The Scottish economy continues to recover from recession but is threatened with stagnation as the rate of recovery slows, according to the latest Economic Commentary from the University of Strathclyde's Fraser of Allander Institute, sponsored by PwC.

Almost three years after the start of the recession the Scottish economy has only recovered about a quarter of the output lost, while the UK economy has recovered a third of lost output. The main hopes for recovery, exports and business investment are recovering slowly or fairly static while household spending is weighed down by debt overhang and declining real incomes.

Brian Ashcroft, Professor of Economics at the University of Strathclyde, said: "We are teetering on the brink of what could be a considerable period of stagnation. We have to hope that the forces driving recovery secure the upper hand against the pressures fuelling stagnation, including public spending cutbacks, falling real household incomes, rising energy prices and the spectre of a fragmenting eurozone."

He added: "With the weaker growth of household spending in Scotland, greater fiscal consolidation in 2011 and a sluggish outlook for private sector investment, I find it hard to see how the Scottish economy can continue to track the UK economy as it has done in recent quarters."

The Institute has shaded down its forecasts for 2011, by 0.2% points, and for 2012, by 0.1% points, compared to the March release. The lowering of the forecast reflects the weakening in the economy that has been observed in recent months. Household spending is being hit by the debt overhang, the decline in real disposable incomes as inflation moves further ahead of earnings, and uncertainties about job prospects as the fiscal consolidation starts to bite, especially in Scotland, and the economy slows. In addition, the export and investment recovery is weaker than earlier hoped.

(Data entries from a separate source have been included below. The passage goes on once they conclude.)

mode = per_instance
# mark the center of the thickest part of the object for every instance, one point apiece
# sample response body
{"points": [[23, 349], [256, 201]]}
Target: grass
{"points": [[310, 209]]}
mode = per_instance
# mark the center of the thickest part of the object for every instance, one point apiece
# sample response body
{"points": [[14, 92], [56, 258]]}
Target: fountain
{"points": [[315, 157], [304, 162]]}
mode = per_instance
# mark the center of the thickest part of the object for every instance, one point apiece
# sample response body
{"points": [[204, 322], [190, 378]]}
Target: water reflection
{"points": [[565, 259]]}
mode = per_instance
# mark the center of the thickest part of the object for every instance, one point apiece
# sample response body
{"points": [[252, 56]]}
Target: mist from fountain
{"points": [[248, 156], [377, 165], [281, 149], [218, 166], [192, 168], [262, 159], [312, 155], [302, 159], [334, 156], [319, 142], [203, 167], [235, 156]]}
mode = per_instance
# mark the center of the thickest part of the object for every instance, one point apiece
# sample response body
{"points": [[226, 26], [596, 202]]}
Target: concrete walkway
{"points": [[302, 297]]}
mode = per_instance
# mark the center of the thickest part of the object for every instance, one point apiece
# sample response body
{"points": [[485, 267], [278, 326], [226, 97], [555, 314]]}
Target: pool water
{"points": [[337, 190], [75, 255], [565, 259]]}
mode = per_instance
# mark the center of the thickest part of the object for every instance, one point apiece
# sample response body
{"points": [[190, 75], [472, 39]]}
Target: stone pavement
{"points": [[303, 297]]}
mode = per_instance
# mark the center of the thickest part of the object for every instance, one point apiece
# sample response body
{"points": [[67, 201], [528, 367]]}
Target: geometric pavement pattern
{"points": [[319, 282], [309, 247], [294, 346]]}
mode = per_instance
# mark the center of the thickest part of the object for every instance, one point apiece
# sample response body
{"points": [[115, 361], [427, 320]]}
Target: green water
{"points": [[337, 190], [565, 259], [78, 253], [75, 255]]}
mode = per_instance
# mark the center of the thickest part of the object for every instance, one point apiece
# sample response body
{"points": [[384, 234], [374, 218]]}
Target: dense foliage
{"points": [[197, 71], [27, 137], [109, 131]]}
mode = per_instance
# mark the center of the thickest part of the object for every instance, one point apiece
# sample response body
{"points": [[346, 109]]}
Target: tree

Paul Brewer, senior partner at PwC in Edinburgh, said: "With the Scottish Government delaying the full impact of the spending cuts, beleaguered public sector organisations have had some much-needed breathing space to deal with the funding shortfalls. But time has run out. Now the public sector must start to implement the hard decisions that will determine the quality and shape of service delivery.

"As Scotland confronts the reality of these hard choices, it is vital that Holyrood and local authorities keep citizens engaged and informed. With strong leadership and open and effective communication, it is much more likely that people will understand of the tough issues and give Holyrood and local authorities the 'permission' to make the hard choices that will impact them personally."

Paul Brewer, senior partner at PwC in Edinburgh, added: "Tackling lacklustre growth and driving economic recovery is a priority for the Scottish Government. Public sector investment has a key part to play though the proposed step-up in investment will arrive late in the day. Earlier this month the UK Government also agreed in principle to Holyrood issuing bonds to raise new funds from capital markets.

"However, this increased fiscal freedom is not without risks. Today, the eyes of the financial world are on Greece, where the impact of a potential default on its sovereign debt will have repercussions well beyond the Eurozone and the global financial community. For Scotland, the question would be who in the financial world would buy new bonds from Scotland and at what price?"